The number of high-tech companies in the city surged over tenfold during the past decade, and the added value of high-tech industries increased 2.5-fold, contributing to 27 percent of GDP.

At East Lake Science City, currently under construction, numerous unmanned aerial vehicles have been conducting daily automated inspections following programmed routes.
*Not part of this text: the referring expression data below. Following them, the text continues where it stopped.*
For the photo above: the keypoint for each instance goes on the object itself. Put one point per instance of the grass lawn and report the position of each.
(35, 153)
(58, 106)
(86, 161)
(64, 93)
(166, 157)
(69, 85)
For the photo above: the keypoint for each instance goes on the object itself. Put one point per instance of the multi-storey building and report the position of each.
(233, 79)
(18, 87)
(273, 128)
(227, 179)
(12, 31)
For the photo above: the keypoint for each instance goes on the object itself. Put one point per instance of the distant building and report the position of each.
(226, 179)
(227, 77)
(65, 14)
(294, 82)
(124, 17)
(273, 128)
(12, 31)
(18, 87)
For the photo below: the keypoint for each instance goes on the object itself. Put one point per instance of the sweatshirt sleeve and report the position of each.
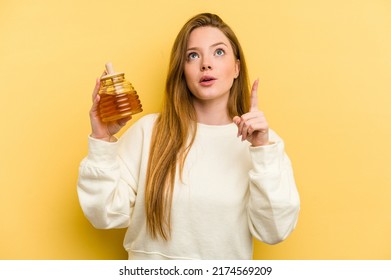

They return and recharge themselves, while uploading data for intelligent analysis.

Liu Qi, founder of FL-Intelligence, said the unmanned system can be used to record construction progress, discover illegal behavior and ensure safe production.

Liu, who received a PhD from Huazhong University of Science and Technology in Wuhan, founded the company in 2016. Liu said Wuhan provides sound policies and solid support for his entrepreneurship.

Guo said the city will continue to solve "bottleneck" problems in chips and biosciences, develop new industries like digital economy, and use big data, cloud computing and artificial intelligence technologies to benefit people and boost digitalization and modern governance of the city.